Anies-Sandi dua hari terakhir mendapat bully-an dari para netizen pendukung Ahok-Djarot. Pasalanya, Anies-Sandi tidak berkenan menghadiri acara debat yang dilakukan oleh Kompas TV pada program “Rossi”. Para pendukung Ahok-Djarot kemudian melayangkan bully-an di media sosial dengan hastag menyinggung Anies-Sandi takut debat.
Persoalannya sebenarnya sederhana. Dalam acara debat antar kandidat mengandaikan bahwa format dan proses acara debat berlangsung secara fair. Tapi, karena stasiun-stasiun media mainstream sebagian besar dimiliki oleh pemimpin partai politik atau memiliki afiliasi dengan pasangan calon tertentu, seringkali mempengaruhi aspek-aspek professionalitas dan independensi dalam acara-acara mereka.
Persolan independensi dan professionalitas media mainstream memang menjadi persoalan tersendiri di dunia politik Indonesia hari ini. Misalnya, kita bisa melihat bagaimana pemberitaan media-media seperti Metro TV, Media Indonesia, Kompas TV, Kompas, dan beberapa media lainnya ketika menyampaikan berita tentang pemerintahan misalnya. Ada nuansa keberpihakan kepada pemerintahan dalam framing-framing mereka.

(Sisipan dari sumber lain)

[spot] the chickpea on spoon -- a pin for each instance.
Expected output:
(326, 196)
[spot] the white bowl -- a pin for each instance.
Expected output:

Begitu pula ketika memberitakan informasi tentang pasangan calon tertentu.
Kembali ke persoalan debat yang tidak dihadiri oleh pasangan Anies-Sandi, menurut saya, hal itu sudah tepat dilakukan. Alasannya, jika acara debat tersebut, karena format programnya, tidak akan mampu mempertajam visi-misi calon, dan hanya mementingkan rating, maka tidak perlu dihadiri. Saya kira, pasangan Anies-Sandi sudah belajar dari bagaimana Anies Baswedan “dikadali” dalam debat sebelumnya di Metro TV pada program Mata Nadjwa. Apa yang mengkadali Anies Basweda bukanlah adu gagasan dengan Basuki Tjahaya Purnama alias Ahok, tapi pengaturan debat yang sangat terlihat dengan jelas tidak fair bagi Anies saat itu.
Saya sebenarnya penyuka acara Mata Nadjwa karena acara tersebut menghadiri berbagai tokoh dengan topik yang beragam. Tapi, sangat disayangkan mungkin karena nuansa politik di Jakarta, program tersebut mulai ikut-ikutan terkena wabahnya.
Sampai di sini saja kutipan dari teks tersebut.